The shopkeeper hurriedly presented the leather pouch containing the Ghost Desire Horseshoe Crabs. She took it with a helpless shake of her head. As she turned to leave, her gaze snagged on the velvet mat still laden with Xu Qing’s White Pills.

She let out a soft gasp.

Pinching a single pill between her slender fingers, she brought it to eye level. A flicker of genuine astonishment broke through her calm demeanor.

“Is there a problem with the batch, Boss?” Uncle Peng asked nervously.

“No,” she murmured, bringing the pill to her nose. “The purity is exceptionally high.
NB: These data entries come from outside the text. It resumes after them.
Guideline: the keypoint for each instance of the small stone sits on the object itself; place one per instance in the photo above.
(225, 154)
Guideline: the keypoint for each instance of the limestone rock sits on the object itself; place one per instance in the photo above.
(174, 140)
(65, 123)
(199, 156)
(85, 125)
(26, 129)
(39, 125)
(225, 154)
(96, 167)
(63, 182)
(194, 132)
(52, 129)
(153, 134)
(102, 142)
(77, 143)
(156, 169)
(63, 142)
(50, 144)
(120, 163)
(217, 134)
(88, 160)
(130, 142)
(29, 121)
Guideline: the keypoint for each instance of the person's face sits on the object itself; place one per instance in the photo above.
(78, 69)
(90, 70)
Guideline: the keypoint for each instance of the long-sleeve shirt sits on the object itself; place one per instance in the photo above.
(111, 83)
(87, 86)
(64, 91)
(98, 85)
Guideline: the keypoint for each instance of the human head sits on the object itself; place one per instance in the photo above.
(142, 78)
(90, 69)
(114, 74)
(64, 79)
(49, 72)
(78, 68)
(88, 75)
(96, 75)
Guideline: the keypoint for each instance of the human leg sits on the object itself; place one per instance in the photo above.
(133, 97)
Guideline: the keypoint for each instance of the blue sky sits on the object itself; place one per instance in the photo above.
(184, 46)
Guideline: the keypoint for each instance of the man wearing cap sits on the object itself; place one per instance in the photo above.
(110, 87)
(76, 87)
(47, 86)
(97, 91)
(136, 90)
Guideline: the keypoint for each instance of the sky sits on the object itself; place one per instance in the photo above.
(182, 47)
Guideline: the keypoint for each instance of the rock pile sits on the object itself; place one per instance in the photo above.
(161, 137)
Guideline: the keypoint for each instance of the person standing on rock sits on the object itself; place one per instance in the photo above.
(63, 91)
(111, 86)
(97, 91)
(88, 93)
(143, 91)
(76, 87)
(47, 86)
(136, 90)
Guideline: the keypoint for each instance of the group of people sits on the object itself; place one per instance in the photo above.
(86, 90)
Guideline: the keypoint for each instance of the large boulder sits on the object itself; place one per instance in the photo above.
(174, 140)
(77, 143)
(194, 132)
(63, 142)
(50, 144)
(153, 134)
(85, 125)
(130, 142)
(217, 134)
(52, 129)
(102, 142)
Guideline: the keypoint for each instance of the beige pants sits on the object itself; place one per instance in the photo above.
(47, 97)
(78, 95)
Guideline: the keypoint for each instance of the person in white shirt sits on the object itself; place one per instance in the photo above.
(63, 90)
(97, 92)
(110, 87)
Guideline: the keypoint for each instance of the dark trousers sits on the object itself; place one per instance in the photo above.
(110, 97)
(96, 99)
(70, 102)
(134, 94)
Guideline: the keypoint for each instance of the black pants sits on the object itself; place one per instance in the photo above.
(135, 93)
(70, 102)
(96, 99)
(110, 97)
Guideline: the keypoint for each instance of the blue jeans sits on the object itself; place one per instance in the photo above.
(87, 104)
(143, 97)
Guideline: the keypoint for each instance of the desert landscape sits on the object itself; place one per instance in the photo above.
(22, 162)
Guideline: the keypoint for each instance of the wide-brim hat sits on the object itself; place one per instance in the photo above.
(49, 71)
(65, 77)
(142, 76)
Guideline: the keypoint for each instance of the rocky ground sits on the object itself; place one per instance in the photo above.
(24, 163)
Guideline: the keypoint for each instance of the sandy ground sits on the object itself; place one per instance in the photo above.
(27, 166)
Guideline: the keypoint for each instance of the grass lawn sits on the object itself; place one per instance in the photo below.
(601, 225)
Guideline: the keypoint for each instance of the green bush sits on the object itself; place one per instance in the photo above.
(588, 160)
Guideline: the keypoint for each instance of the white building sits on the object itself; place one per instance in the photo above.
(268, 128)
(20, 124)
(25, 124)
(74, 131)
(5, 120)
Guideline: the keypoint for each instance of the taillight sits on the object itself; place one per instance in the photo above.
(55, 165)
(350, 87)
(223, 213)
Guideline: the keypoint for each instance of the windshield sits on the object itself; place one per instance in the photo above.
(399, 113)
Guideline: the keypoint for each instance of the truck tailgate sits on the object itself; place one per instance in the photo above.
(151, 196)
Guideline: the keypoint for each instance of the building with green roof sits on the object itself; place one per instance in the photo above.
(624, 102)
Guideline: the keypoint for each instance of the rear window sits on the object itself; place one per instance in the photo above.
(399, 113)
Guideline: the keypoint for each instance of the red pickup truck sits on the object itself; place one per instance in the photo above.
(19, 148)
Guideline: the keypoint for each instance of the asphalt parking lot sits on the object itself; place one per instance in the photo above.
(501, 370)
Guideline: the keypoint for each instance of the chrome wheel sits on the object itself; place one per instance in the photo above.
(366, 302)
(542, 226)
Pills of this caliber are exceedingly rare.”

Uncle Peng blinked. “Boss, you’re a core disciple of the Second Peak. A prodigy of the Dao of Alchemy. Even if the purity is high, it’s still just a basic White Pill.”

She chuckled softly. “You’re right, Uncle Peng. Efficacy-wise, a patient could just swallow a few extra standard pills to achieve the same result. But purity isn’t about the medicine. It’s about the technique. That is what interests me.”

She ordered him to lay out the entire batch. As she inspected them one by one, the shock in her eyes deepened.

“Every single one is identical. Judging by the residual heat, they were refined in massive batches, the earliest being yesterday. To achieve this level of consistency, the alchemist must have maintained absolute, flawless control over the medicinal liquid stage. Not a single deviation.”

“Pack them all up. I’m taking them back to study,” she commanded softly. Pausing at the door, she glanced back. “Uncle Peng, who sold these?”

“An outer disciple. I’m not sure from which peak. He just left—you probably passed him at the door,” the shopkeeper replied, gesturing toward the empty street.

The image of the cold, handsome youth with the chilling gaze flashed in her mind. She nodded.

“If he returns to sell more, do not put them on the market. Keep every single pill for me.”

Uncle Peng bowed deeply, his mind reeling with newfound awe for the mysterious youth who had just walked out his door.